The existence of an information force is a new concept requiring significant research to determine if it is merely a metaphor, based on the identification of entropy with information, as originally made by Maxwell [29], or whether it is a viable source for controlling, as well as understanding, organization in non-physical systems. The crosscorrelation cube suggests the existence of this phenomenological force as a consequence of the PCM; a force resulting from the statistical tendency of a complex network to decrease its information content, as distinct from a force arising from a specific energy gradient.
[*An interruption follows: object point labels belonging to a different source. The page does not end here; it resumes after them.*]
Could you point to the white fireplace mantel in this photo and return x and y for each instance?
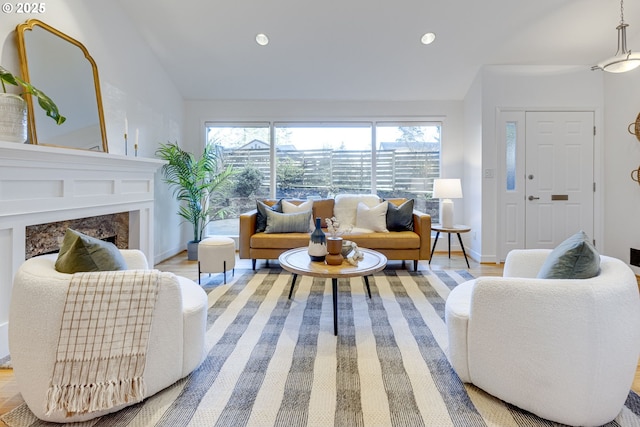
(41, 184)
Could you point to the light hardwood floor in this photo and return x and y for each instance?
(10, 396)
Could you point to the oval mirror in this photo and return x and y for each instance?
(62, 68)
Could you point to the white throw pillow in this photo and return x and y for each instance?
(288, 207)
(345, 207)
(374, 218)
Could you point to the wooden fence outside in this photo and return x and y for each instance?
(333, 171)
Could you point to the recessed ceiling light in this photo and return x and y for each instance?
(428, 38)
(262, 39)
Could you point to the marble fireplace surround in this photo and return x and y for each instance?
(40, 184)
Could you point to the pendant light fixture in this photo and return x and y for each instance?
(623, 60)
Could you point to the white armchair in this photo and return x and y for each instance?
(176, 340)
(565, 350)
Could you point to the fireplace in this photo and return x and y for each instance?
(46, 238)
(61, 186)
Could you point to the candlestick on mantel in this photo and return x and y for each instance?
(135, 146)
(126, 132)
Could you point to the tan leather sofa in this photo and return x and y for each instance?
(395, 245)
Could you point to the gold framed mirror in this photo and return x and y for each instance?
(63, 69)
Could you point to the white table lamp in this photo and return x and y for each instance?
(447, 189)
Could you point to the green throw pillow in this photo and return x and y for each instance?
(261, 217)
(575, 258)
(400, 218)
(80, 253)
(288, 223)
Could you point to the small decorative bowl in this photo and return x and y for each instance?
(346, 247)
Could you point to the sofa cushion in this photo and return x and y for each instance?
(289, 207)
(575, 258)
(287, 222)
(400, 217)
(82, 253)
(346, 205)
(372, 218)
(323, 209)
(262, 207)
(279, 241)
(396, 240)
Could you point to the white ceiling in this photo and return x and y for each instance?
(368, 50)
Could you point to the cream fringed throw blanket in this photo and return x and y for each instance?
(103, 341)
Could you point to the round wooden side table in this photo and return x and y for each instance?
(457, 229)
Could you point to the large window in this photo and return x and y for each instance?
(317, 160)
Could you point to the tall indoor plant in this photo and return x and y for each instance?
(197, 184)
(16, 108)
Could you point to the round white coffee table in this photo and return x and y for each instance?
(297, 261)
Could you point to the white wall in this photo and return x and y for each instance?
(535, 88)
(621, 156)
(473, 183)
(133, 85)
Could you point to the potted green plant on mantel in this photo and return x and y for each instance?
(198, 184)
(13, 120)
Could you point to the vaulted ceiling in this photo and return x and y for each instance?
(368, 49)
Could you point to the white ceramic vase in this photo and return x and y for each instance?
(13, 118)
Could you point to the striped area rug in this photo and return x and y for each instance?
(275, 362)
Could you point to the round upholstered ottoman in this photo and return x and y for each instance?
(457, 311)
(216, 255)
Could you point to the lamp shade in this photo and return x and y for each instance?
(447, 188)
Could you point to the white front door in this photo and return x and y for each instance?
(559, 184)
(546, 178)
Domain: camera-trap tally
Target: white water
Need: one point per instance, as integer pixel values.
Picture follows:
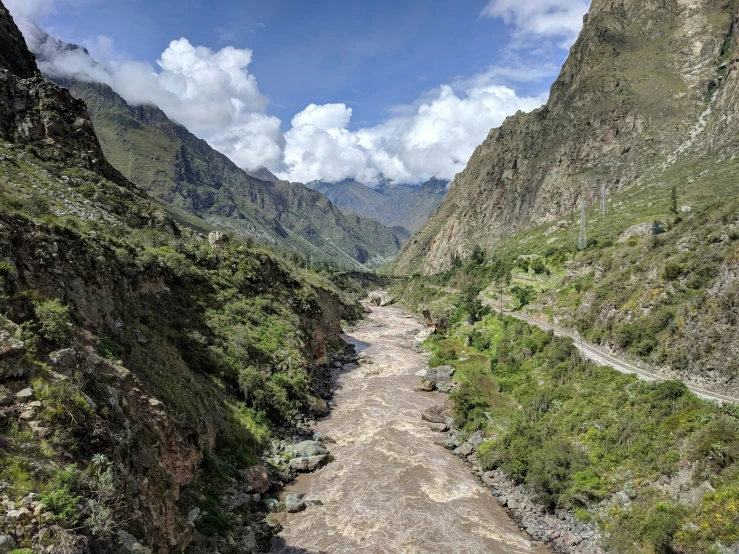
(390, 488)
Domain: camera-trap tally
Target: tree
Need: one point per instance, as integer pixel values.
(478, 255)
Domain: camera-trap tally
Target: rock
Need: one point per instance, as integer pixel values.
(40, 429)
(435, 414)
(25, 394)
(308, 449)
(425, 386)
(130, 544)
(635, 230)
(248, 544)
(489, 478)
(308, 464)
(216, 239)
(440, 374)
(242, 499)
(381, 299)
(464, 450)
(439, 427)
(476, 438)
(258, 479)
(7, 544)
(10, 347)
(294, 503)
(64, 359)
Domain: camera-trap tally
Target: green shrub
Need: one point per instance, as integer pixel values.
(673, 271)
(54, 320)
(60, 500)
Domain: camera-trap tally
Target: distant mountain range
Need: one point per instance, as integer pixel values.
(404, 207)
(204, 189)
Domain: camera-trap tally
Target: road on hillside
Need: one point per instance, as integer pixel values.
(601, 356)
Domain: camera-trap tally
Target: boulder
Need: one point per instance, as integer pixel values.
(308, 464)
(7, 544)
(64, 359)
(635, 230)
(435, 414)
(294, 503)
(440, 374)
(130, 544)
(217, 239)
(307, 449)
(439, 427)
(258, 479)
(464, 450)
(25, 394)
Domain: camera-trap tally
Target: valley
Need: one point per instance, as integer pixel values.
(535, 351)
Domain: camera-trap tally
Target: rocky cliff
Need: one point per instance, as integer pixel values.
(143, 368)
(634, 94)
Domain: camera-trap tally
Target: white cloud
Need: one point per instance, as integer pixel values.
(213, 94)
(561, 19)
(434, 138)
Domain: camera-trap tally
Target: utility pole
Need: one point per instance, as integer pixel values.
(603, 200)
(582, 241)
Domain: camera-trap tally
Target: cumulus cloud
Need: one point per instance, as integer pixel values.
(432, 139)
(209, 92)
(561, 19)
(215, 96)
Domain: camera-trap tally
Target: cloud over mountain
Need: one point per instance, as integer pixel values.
(215, 96)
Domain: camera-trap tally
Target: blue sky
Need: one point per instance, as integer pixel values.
(370, 67)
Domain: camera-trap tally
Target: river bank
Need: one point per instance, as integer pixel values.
(391, 488)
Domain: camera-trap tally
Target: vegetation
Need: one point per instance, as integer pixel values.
(577, 434)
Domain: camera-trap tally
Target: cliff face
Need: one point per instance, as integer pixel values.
(629, 96)
(137, 360)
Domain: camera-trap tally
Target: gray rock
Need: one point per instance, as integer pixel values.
(7, 544)
(25, 394)
(294, 503)
(435, 414)
(249, 543)
(439, 427)
(308, 449)
(440, 374)
(130, 544)
(308, 464)
(464, 450)
(64, 359)
(476, 439)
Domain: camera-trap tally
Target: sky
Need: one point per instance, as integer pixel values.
(365, 90)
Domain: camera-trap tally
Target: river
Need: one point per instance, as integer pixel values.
(390, 488)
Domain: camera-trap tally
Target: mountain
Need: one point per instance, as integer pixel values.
(144, 369)
(392, 205)
(188, 176)
(645, 84)
(203, 188)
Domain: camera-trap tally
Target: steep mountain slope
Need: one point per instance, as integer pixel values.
(143, 370)
(629, 98)
(392, 205)
(190, 177)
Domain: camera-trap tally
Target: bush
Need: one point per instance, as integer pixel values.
(60, 501)
(540, 267)
(673, 271)
(53, 317)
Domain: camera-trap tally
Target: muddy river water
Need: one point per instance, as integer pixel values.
(390, 488)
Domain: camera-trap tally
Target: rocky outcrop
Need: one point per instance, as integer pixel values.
(630, 94)
(14, 54)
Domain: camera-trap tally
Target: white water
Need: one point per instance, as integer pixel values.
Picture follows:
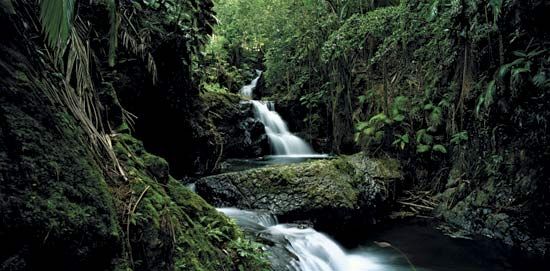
(315, 251)
(282, 141)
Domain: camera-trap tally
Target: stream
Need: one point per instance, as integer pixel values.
(389, 247)
(411, 244)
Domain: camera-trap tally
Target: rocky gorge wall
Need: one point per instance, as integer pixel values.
(64, 205)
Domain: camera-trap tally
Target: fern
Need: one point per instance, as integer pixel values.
(56, 17)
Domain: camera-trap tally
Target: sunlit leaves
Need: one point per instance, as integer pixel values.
(56, 17)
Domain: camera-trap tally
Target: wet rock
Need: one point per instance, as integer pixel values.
(353, 188)
(243, 136)
(496, 208)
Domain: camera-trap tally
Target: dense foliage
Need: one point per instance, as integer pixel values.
(458, 89)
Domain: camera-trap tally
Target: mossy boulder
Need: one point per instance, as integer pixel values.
(241, 135)
(349, 188)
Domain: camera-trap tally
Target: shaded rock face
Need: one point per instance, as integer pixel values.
(348, 189)
(242, 136)
(510, 209)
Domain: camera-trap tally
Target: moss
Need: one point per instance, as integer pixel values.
(56, 208)
(172, 227)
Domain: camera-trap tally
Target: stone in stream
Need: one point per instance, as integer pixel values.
(350, 189)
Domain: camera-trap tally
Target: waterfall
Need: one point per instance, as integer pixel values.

The excellent review of thermodynamics and information [29] lays out the arguments for information being physical, in the same way that entropy is physical. The use of Maxwell’s demon in the argument almost certainly restricts the information being considered to physical processes. The only scientific discipline brought into their discussion from outside the physical sciences was biology, where the interleaving with physics was quite clear. Consequently, the argument for the physicality of information is still not obvious in the myriad of applications of information to phenomena in psychology and sociology. It is probably this distinction that Shannon had in mind when he stipulated that his use of entropy as the measure of information would not include the meaning of the message being communicated, since meaning could not be quantified.
When a person says they are “being forced to do something”, it is usually not a physical force that is being applied to illicit that response, although an image invoking that metaphor may come to mind. What is meant is that another person or organization, with greater information concerning their future well being, is determining that they do something, which, left to their own devices, they would not do. And, of course, in order for this force to be effective they must have the person’s consent. Recall the experiments of Milgrim [29] on a person’s blind obedience to authority.
I wish to thank M. Turalska for her perceptive remarks concerning earlier versions of the paper and her insights regarding information sharing in general.